Monday, December 23, 2019

The Oracle of Cumae by Melissa Hardy, a humorous romp through Italian history and folklore

In the central Italian city of Casteldurante in the late 19th century, a 99-year-old woman, Mariuccia Umbellino, summons a priest so she can unburden herself of a long-held secret. What she reveals isn’t your standard multi-generational saga fare; instead, Hardy’s short novel is a tongue-in-cheek romp through Italian folklore, mythology, and religious tradition.
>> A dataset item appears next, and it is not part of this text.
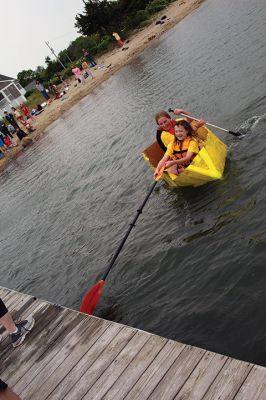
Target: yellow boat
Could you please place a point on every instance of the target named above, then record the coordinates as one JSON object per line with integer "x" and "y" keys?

The tale Mariuccia unfolds takes her back to her youth in the tiny village of Montemonaco, where her family tended olive groves and goats and guarded the shrine of the Lady Sibylla, the Oracle of Cumae.

Sibylla is the self-same prophetess from Virgil and Ovid. As Mariuccia and her mother discover, when they arrive to rescue her before a traveling priest and stuffy prior destroy the pagan cave where she lives, there’s nothing left of Sibylla but her voice – and she’s quite the talker. As if her presence doesn’t cause enough trouble – she gets to move around while tucked away in a jug – she stirs up plenty on her own. What happens next involves love spells (both failed and successful), ghosts, a marriage or two, and a tinker with the evil eye.

If the plot feels a little thin in places, Sibylla has some terrific wisecracking lines (she hates to be left out of the action). The novel’s a fun diversion on historical fiction’s lighter side, featuring two smart heroines who won’t be silenced.

Melissa Hardy's The Oracle of Cumae was published by Canada's Second Story Press in 2019, and I reviewed it from NetGalley for the Historical Novels Review.